With each technological advancement, from early documentaries to social issue games and immersive VR, we've heard the promise of being able to step into alternate perspectives, to feel and share and experience a more complex type of understanding. But are these supposed "empathy machines" distancing us from true empathy and closer to voyeurism?
In this talk we'll interrogate the ethics, assumptions and privileges associated with technological storytelling.

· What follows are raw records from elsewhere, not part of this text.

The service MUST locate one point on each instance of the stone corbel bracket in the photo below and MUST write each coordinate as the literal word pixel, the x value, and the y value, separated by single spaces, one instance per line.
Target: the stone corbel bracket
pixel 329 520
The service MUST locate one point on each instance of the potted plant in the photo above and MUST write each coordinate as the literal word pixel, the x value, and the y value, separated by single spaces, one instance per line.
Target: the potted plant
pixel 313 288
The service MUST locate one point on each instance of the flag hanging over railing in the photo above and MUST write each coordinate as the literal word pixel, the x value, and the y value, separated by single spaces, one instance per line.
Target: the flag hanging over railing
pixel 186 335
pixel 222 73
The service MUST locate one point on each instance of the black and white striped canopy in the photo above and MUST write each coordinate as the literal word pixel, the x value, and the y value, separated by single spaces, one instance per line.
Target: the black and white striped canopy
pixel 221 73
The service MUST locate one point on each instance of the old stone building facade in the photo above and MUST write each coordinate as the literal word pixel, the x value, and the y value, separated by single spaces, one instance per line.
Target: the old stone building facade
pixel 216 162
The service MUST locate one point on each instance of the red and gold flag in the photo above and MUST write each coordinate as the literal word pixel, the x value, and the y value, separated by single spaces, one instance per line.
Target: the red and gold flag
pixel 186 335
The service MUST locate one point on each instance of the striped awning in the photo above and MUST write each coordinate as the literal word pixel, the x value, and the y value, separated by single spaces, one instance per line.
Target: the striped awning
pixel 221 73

Hosted by Santilla Chingaipe with Dr Fincina Hopgood, Brett Leavy and Amani Naseem.
About the speakers
Santilla Chingaipe is an award-winning journalist and documentary filmmaker. She spent nearly a decade working for SBS World News which saw her report from across Africa and interview some of the continent's most prominent leaders. Her work explores cultural identities, contemporary migration and politics. Last year she presented a one-off documentary for SBS, Date My Race. Santilla is currently directing and writing documentary on the complexities of Australia’s South Sudanese community. Her latest film, Black As Me, is a short documentary exploring the perception of beauty and race in Australia. She writes regularly for The Saturday Paper.

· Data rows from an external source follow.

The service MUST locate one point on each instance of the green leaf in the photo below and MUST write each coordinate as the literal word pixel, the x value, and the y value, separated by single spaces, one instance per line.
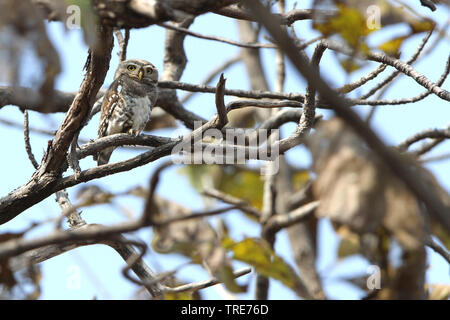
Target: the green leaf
pixel 392 46
pixel 258 254
pixel 348 247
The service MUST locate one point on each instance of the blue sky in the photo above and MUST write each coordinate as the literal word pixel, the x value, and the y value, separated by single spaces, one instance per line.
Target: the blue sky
pixel 99 267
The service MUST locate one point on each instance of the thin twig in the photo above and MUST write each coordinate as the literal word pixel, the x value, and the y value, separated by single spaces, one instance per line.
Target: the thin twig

Dr Fincina Hopgood is a Lecturer in Screen Studies at the University of New England, where she teaches the units Australian Screens and Human Rights on Screen. Fincina’s interest in empathy stems from her research expertise investigating portrayals of mental illness and suicide in film and television. She has written articles for The Age and The Conversation, as well as book chapters and journal articles, and she has been interviewed on ABC Radio and 3RRR several times. Fincina’s research has been supported by the ARC Centre of Excellence for the History of Emotions, the Melbourne Social Equity Institute, the Disability Research Initiative, and the Human Rights and Animal Ethics Research Network at the University of Melbourne. Fincina works in collaboration with the mental health community to explore the potential of screen media to foster empathy and to ensure this research is informed by lived experience.

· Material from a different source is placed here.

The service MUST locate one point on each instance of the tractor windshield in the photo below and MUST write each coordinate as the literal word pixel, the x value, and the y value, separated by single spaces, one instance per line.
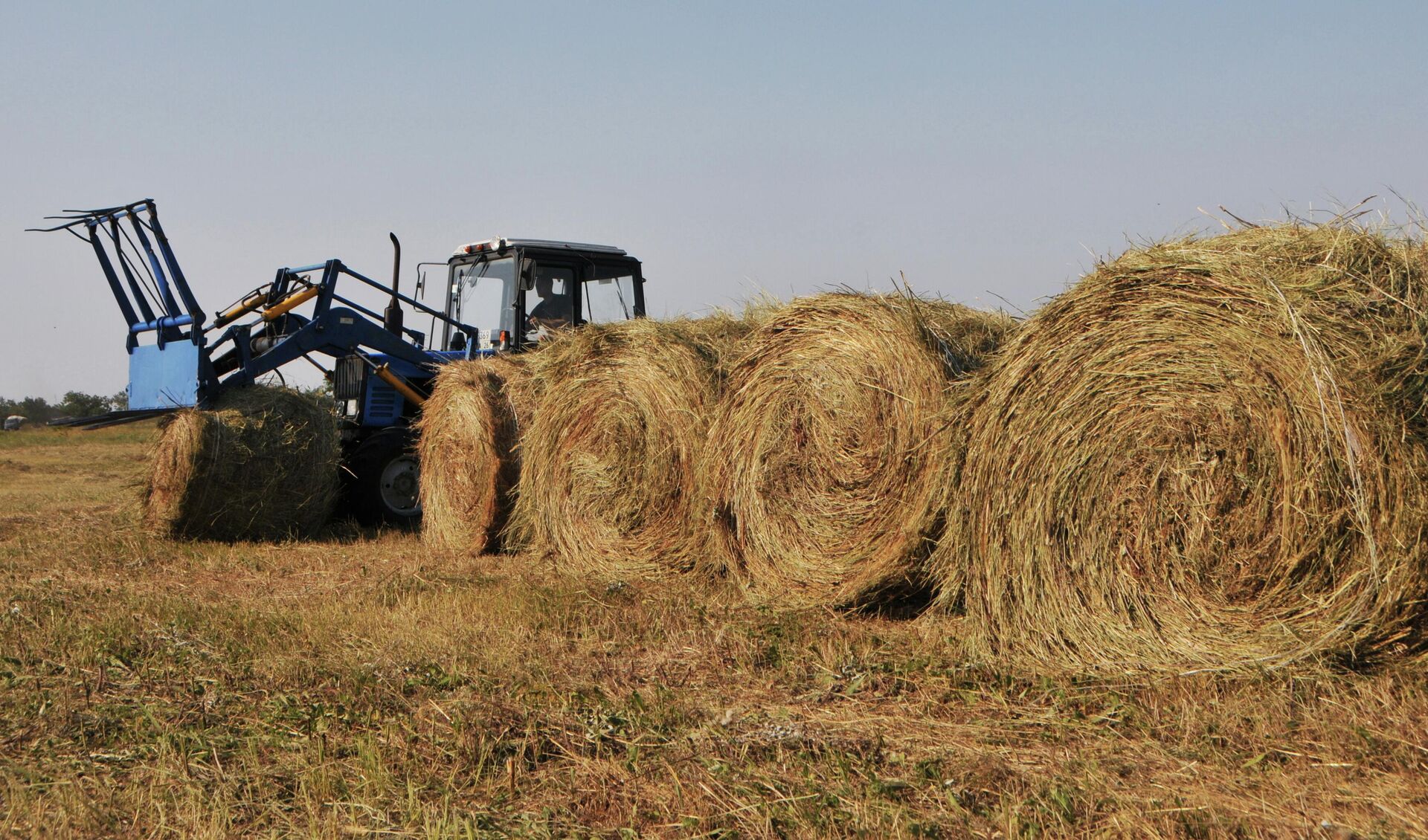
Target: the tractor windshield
pixel 608 296
pixel 477 294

Brett Leavy calls himself a ‘Virtual Heritage Jedi’. A descendant of the Kooma people of Western Queensland, Brett has spent his career dedicated to seeking innovative ways to preserve and present Indigenous arts, language and culture using new technologies. Inspired by the possibilities of virtual reality (VR) and immersive gaming, Brett created Virtual Songlines. Virtual Songlines is a tool to developing, recording, preserving and presenting the knowledge passed down by the Traditional Owners. It is one of Brett’s many projects and will be highlighted in this talk. Through the use of VR Brett seeks to recreate the Australia of his ancestors and embed the culture, language, artefacts and community into 3D VR experiences. By day he is the Manager of the National Indigenous Radio Service that connects over 180 community radio stations.
Amani Naseem is an artist from the Maldives living on Wururundjeri land. She makes games and interactive work for public play. She is one of the founders of w00t Copenhagen Play Festival, she also works in the collectives PlayReactive (AU) and Copenhagen Games Collective (DK). She is currently working on a PhD and thinking about what it means to make play in occupied and high risk environments.